青色のエナメルワーク地に書かれている『Hereford
Diocesan Guild of Bell Ringers』を日本語にしてみれば、『ヘレフォード 教会管区 振鈴者 同業組合』となりましょう。 また、全体のフォルムが船舵となっているところも、この銀製アンティークのポイントです。
ギルドというのは同業組合のことで、そういえば、世界史の授業で習った記憶があります。 Bell
Ringers=ベル鳴らし人のギルドとは、なんとも悠長で、その言葉そのものから既にしてアンティークな雰囲気が漂ってまいります。
かつてのイギリスにはさまざまな同業組合があったわけですが、ベル鳴らし人=振鈴者 同業組合とは、忙しい二十一世紀の今日ではちょっと想像し難いもので、ゆったりしたそういう組合が、古きよき時代にはあったということに、なんだかほっとする、そんな銀製アンティークと感じます。
私の家の周りでは、日曜の午前と水曜の夕方には近くの教会から鐘の音が聞こえてきます。 あるいは結婚式がある時には、ずいぶん盛大に鐘の音が響き渡ります。 今ではボランティアの人たちが鐘を鳴らしたり、機械仕掛けの方が多いと聞きますが、その昔のイギリスではベルリンガー ギルド(ベル鳴らし人同業組合)の人たちが仕事にしていた時代もあったそうです。
ベルリンガー(振鈴者 orベル鳴らし人)とは、どんなものか、こんな映像を見つけましたのでご参考ください。

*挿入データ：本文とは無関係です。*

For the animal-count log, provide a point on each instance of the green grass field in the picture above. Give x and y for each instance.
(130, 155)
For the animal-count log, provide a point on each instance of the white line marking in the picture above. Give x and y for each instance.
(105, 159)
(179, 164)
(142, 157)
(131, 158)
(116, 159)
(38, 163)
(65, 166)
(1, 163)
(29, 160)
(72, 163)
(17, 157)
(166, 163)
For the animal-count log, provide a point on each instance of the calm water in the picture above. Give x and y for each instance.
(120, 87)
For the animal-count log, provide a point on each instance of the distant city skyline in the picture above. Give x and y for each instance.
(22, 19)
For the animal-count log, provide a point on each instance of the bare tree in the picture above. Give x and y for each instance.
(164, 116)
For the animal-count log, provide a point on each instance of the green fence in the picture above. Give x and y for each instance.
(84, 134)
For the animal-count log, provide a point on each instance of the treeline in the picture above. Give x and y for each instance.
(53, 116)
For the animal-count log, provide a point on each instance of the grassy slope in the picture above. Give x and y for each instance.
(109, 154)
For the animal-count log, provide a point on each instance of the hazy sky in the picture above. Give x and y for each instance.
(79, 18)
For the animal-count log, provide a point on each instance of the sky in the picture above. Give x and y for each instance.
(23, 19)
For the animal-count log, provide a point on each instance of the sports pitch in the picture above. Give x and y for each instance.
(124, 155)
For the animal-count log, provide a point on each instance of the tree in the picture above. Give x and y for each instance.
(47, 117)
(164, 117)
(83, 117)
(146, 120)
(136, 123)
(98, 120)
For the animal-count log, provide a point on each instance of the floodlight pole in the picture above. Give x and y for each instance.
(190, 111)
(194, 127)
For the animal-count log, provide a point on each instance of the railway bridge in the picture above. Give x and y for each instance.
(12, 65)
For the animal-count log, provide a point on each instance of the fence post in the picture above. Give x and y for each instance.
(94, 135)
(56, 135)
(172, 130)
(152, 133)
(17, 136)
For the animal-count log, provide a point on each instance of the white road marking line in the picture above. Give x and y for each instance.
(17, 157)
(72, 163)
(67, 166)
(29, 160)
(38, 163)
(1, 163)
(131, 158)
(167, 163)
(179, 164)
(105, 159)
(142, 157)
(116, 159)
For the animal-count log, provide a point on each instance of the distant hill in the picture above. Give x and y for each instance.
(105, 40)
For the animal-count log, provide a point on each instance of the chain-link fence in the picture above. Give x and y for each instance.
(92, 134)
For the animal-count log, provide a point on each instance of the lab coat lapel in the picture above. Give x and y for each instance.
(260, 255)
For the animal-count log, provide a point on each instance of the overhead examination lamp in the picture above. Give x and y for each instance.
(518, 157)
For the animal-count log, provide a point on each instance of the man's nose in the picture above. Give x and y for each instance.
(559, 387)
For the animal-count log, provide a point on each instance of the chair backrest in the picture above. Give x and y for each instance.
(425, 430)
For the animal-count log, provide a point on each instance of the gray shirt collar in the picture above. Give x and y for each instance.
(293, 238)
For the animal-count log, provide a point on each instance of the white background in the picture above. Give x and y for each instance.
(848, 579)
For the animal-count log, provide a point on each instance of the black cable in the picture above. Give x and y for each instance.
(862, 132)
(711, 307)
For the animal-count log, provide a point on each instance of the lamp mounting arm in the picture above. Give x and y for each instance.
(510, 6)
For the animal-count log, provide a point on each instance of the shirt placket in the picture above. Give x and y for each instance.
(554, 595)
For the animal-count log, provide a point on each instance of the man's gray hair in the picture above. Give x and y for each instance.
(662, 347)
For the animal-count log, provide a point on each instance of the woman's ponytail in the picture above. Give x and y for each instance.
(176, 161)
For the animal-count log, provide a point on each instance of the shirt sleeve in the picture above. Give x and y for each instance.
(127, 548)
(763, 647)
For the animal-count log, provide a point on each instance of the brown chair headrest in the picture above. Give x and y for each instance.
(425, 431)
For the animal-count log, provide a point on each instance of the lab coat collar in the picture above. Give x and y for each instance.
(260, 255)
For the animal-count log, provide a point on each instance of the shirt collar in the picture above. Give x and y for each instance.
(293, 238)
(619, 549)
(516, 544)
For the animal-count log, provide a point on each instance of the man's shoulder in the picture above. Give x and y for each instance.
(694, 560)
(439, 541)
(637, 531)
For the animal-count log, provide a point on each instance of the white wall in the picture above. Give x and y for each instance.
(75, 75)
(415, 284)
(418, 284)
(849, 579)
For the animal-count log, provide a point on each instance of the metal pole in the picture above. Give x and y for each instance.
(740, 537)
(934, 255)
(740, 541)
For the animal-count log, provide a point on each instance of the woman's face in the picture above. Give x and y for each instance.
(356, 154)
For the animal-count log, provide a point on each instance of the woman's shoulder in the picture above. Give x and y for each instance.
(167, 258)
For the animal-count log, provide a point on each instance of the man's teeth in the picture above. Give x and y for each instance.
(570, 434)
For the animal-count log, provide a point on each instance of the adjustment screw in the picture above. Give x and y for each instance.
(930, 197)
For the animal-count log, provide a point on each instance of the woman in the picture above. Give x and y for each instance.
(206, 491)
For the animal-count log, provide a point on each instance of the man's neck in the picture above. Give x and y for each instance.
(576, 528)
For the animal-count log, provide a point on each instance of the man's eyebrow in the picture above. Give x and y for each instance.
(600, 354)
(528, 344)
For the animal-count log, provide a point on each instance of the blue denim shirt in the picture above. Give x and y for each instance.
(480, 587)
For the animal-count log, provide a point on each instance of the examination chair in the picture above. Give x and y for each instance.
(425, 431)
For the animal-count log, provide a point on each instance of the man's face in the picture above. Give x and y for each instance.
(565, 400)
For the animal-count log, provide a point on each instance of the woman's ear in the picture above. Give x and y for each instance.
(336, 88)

https://www.youtube.com/watch?v=WgPadl4qZ4w
https://www.youtube.com/watch?v=inI0KWRO2mw
ヒュー・グラント主演の映画 『フォー・ウェディング』(Four
Weddings and a Funeral)では教会の鐘が鳴り響く場面がたくさんあります。 結婚式の教会の鐘の音っていいもんだなと聞きましたが、裏方さんの様子を知ると、けっこうたくさんな人たちで、いい運動になりそうな様子。

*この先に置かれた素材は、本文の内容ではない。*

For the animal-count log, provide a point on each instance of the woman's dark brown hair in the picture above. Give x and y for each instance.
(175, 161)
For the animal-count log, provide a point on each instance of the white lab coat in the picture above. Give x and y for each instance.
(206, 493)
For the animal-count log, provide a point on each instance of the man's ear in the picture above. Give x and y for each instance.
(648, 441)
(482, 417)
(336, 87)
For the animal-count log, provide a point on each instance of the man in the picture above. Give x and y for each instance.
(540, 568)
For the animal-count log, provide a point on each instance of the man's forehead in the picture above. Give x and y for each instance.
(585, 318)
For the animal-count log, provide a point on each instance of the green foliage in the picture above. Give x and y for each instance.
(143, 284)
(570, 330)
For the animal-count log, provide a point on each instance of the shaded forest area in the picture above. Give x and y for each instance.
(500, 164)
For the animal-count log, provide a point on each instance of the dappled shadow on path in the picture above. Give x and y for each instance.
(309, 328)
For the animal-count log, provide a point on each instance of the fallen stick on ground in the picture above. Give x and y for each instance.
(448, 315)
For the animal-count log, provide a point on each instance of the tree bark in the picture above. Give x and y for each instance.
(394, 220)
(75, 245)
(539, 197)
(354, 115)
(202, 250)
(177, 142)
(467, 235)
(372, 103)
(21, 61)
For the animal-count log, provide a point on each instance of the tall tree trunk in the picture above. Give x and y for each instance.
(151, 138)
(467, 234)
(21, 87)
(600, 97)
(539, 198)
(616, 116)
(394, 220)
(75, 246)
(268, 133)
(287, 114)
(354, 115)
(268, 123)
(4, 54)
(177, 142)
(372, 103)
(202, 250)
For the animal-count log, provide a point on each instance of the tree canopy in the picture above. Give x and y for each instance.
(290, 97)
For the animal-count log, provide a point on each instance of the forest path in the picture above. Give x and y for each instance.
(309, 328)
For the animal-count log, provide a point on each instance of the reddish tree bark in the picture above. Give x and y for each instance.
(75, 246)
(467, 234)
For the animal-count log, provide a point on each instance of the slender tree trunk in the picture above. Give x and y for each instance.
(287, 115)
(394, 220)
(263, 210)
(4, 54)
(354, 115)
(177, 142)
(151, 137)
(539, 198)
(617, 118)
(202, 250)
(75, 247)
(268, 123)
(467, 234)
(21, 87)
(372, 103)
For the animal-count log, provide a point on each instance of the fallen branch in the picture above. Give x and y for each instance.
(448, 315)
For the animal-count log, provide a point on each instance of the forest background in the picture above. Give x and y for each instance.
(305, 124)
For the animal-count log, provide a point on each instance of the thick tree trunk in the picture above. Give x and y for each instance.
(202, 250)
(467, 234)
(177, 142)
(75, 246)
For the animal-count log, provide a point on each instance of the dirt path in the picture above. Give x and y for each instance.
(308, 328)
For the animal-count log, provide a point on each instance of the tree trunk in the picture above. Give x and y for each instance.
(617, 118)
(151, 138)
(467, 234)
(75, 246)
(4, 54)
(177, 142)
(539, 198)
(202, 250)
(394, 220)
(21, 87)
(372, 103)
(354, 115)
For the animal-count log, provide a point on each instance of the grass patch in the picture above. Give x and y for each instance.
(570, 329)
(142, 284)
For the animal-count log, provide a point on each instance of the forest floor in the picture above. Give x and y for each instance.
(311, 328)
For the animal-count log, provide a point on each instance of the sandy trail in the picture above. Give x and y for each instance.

裏面にはブリティッシュホールマークがしっかり刻印されているのも、この品のよい特徴です。 ホールマークは順にメーカーズマーク、バーミンガム アセイオフィスのアンカーマーク、スターリングシルバーを示すライオンパサント、そして1930年のデートレターとなります。
ベルのモチーフは教会における結婚式の鐘(Marriage
Bells)を連想させます。 また、英語には「sound
as a bell (申し分ない状態で or きわめて健康で)」という言い回しがあり、ベルのよい意味合いが見て取れます。 さらには写真の品の場合は純銀製で、シルバーという素材は幸福に通じることからことから、銀のベルはグッドラック モチーフになりましょう。
もう一つ、船舵フォルムについてですが、モチーフとしてのホイールはTime(時の経過)、Fortune(運勢、幸運、財産)、Sun(太陽)等をシンボライズするデザインです。 また、クリスチャンモチーフとしての意味合いにおいては、セント・.キャサリンを表象するデザインとされます。 そうした中で特に中世の昔にあってはFortuneの意味合いが重視されていました。 パリのノートルダム寺院やアミアン大聖堂のゴシック建築に見られる中世の円形窓は、Wheel
of Fortuneを表現していると言われます。
時をくだって、船舵のデザインはマリンモチーフが流行った頃の影響が出ているとも考えられます。 エドワーディアンの頃にかけて、ブライトンなどの海浜リゾートが賑わって、ロープや船の舵、波、シーガル、ヨットといったマリンモチーフが人気となったのです。 そしてマリンモチーフの中でも船舵デザインは、未知の海原に途を切り拓いていくポジティブイメージを示すデザインとして好まれたものです。
ラッキーモチーフとしてのベルに加えて、航路を切り拓いていく船舵のよい意味合いも重ね合わせて、縁起物アクセサリーとして使ってみたいと思い、私はデスクの前の見えるところに飾っています。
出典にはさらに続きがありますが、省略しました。